Source: Mitsubishi Hitachi Power Systems

4 comments
DavidBrewer
Happy to see any advances in any fossil fuel alternative, but even this will be too little too late. Would be nice to see here articles on, and promote a technology that could really delivery on all the unrealized promises of solar. Specifically LFTR (Liquid Fluoride Thorium Reactor) or any of the competing low pressure thorium reactor design alternatives being proposed. Modular, massively efficient, non-proliferating, virtually inexhaustible, energy production technology that could also clean up decades of old reactor waste. It appears the Chinese will beat the US to commercializing this and then we can pay them for the IP (or just burn through our existing fossil fuels and leave the mess to future generations to clean). We created the technology at ORNL in 1955 and left it to gather dust, since it couldn't produce weapons grade fuels at the time our nuclear energy program emerged. Can you try to provide some coverage?
S Michael
It will be countries like Japan, China, India and other countries that are not controlled or influenced by big oil, big energy, big grid. Once these countries develop these energy producing plants, the technology will get out, and the U.S. people will point to them and force the construction of such plants. Keep an eye on India. They are the leaders in personal power plants that will give every American and others true independence.
tsvieps
To S Michael, I am tired of unjustified slander against anyone. What is your evidence that oil companies or utility companies are preventing the development of Thorium Reactors?

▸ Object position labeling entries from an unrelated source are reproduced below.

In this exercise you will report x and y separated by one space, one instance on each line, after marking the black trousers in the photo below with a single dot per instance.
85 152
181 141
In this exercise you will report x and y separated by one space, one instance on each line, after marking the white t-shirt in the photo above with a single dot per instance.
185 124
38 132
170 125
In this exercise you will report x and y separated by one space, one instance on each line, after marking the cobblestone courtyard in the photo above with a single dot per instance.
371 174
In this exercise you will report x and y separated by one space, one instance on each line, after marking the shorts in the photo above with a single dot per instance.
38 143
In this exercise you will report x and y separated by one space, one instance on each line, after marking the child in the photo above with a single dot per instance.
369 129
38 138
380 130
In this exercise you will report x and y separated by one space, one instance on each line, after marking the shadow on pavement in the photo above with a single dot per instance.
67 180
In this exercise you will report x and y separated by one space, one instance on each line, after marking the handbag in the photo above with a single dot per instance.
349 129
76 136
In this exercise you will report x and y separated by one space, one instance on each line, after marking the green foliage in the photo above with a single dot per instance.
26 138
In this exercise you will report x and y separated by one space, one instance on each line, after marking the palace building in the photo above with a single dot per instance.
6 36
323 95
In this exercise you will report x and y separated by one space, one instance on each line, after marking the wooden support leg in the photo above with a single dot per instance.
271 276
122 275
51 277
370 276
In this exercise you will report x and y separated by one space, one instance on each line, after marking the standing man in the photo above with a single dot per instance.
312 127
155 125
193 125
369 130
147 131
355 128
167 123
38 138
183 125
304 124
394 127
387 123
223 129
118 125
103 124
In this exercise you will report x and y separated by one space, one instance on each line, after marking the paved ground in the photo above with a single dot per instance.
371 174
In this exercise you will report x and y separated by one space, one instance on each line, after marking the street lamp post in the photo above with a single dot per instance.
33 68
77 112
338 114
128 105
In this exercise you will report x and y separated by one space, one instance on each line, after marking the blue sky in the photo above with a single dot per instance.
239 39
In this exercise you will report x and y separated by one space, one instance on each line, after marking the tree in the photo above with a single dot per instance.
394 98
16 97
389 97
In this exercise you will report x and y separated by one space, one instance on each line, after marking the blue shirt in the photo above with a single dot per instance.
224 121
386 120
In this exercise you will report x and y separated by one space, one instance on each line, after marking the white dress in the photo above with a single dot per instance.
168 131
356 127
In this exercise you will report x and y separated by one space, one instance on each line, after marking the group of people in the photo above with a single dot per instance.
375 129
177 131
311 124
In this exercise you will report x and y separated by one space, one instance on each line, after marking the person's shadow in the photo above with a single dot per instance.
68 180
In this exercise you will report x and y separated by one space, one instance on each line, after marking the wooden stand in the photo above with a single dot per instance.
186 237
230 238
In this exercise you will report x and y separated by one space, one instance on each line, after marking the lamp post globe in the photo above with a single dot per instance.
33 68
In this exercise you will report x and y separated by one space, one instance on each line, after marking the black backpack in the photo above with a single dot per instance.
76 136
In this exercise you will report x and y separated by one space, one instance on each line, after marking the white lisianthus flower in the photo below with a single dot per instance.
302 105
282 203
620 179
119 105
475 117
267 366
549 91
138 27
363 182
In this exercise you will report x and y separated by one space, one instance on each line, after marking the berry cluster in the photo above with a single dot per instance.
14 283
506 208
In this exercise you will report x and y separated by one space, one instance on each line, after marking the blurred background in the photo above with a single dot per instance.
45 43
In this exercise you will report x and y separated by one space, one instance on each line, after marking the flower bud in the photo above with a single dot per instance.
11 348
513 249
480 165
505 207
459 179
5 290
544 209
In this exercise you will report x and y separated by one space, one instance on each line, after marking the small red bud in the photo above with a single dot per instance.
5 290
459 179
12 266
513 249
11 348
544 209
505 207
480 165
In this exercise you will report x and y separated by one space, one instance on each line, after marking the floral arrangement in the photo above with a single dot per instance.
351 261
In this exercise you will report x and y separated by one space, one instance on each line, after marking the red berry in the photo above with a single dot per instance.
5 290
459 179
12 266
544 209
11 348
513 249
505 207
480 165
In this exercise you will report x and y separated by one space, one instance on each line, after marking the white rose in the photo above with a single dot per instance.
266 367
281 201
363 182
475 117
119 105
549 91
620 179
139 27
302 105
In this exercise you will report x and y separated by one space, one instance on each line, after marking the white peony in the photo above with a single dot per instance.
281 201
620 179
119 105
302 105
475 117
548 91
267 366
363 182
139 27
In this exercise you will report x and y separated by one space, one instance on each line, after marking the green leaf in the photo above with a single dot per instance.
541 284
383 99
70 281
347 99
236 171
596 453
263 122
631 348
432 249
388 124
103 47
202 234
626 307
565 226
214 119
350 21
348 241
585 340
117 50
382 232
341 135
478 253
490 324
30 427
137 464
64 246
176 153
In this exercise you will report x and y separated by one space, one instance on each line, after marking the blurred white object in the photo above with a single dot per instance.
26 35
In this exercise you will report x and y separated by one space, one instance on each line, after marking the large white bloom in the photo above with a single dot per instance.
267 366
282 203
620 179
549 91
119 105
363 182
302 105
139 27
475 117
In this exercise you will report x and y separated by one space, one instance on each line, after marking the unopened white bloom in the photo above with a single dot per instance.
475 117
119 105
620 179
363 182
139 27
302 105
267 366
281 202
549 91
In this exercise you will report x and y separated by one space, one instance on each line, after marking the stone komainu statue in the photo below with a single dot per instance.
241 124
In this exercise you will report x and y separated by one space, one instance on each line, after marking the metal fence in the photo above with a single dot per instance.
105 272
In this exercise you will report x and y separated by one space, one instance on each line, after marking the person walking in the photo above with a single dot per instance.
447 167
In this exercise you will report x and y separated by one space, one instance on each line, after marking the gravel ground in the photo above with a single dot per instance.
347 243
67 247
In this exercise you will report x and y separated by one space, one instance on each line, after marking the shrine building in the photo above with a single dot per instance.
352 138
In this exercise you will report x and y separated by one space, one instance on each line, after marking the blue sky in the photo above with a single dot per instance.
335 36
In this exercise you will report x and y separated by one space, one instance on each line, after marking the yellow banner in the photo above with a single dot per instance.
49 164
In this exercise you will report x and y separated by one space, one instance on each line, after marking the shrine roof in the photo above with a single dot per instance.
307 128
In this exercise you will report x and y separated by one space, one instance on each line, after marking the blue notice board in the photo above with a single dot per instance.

New fission reactors that burn fuel remnants from the current generation of nuclear reactors are in fact under development. Bill Gates has a sizeable investment in one company developing such reactors.
WilliamSager
One cost saving method for countries with existing energy grids is to piggyback solar facilities like this with current coal or oil fired powered power plants.During the day the facility can use the sun to heat the water to power the existing steam turbines.At night or cloudy days fossil fuels could be used to power the turbines.This takes advantage of current steam turbines and electric grids already in place.